Now, we run into a different asymptote, where eventually the cell will reach 1.0V unloaded, and the boost chip will still be set to 1.0V loaded. No voltage drop means no current flow, and the water wheel stops turning.
So what we really need to do is make this MPPC voltage adjustable. And the way to do that is to add a digital pot across the MPPC pin so we can arbitrarily modulate the resistance, and thus the voltage setpoint.
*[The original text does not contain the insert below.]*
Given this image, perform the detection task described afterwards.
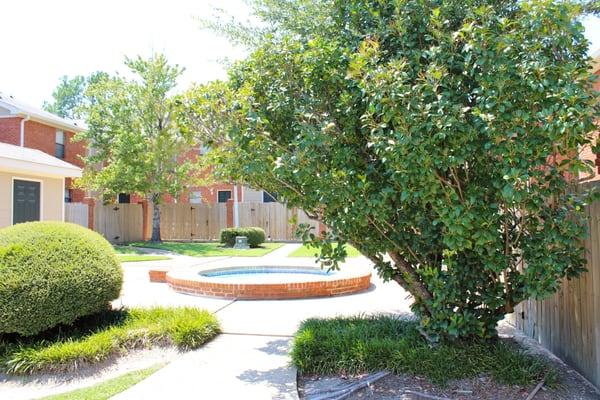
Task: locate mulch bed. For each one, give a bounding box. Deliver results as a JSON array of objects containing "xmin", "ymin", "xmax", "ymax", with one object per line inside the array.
[{"xmin": 298, "ymin": 363, "xmax": 600, "ymax": 400}]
All we really need for a control loop is a sensor and an actuator. As long as there's some coupling between them, simple algorithms can figure out the rest for us. So we run the energy leaving the battery and entering the boost chip across a shunt meter and get a power reading. Then we hand that to the MCU and tell it to wiggle the digital pot around until it finds the top and stay there. That's all that's going on here. But it manages to deliver superior performance to my bench DC Electronic Load, which is static. I was able to get 400-500mW max out of a fresh AA with the bench load.
With the Joule Thief board, I was able to achieve 600-700mW, sometimes upwards of 900-1100mW.
In this case, our control loop is running around 10-100Hz, which is far greater than the time constant of these batteries. The result is the Joule Thief can maintain 70-80% extraction efficiency while pulling energy out of the battery as aggressively as possible, faster than the chemistry can react. I don't know what's going on inside the chemistry of the battery to prevent the ESR buildup I was seeing on static load tests. The responsive and dynamic throttling of the effective load seen by the battery allows it to consistently push higher power outputs indefinitely, where static loads would eventually "fatigue" the cell and it would reach a variety of failure conditions such as outputting 50mV,1A (aka Crashing Out).
Overall, this isn't really that clever of a solution. I developed an understanding and intuitive feel for what limitations alkaline cells have based on their chemistry, but this schema doesn't require any of that knowledge.
It's very simple: find the power throttle, then strap a sensor & MCU to it and tell Claude to make it work better.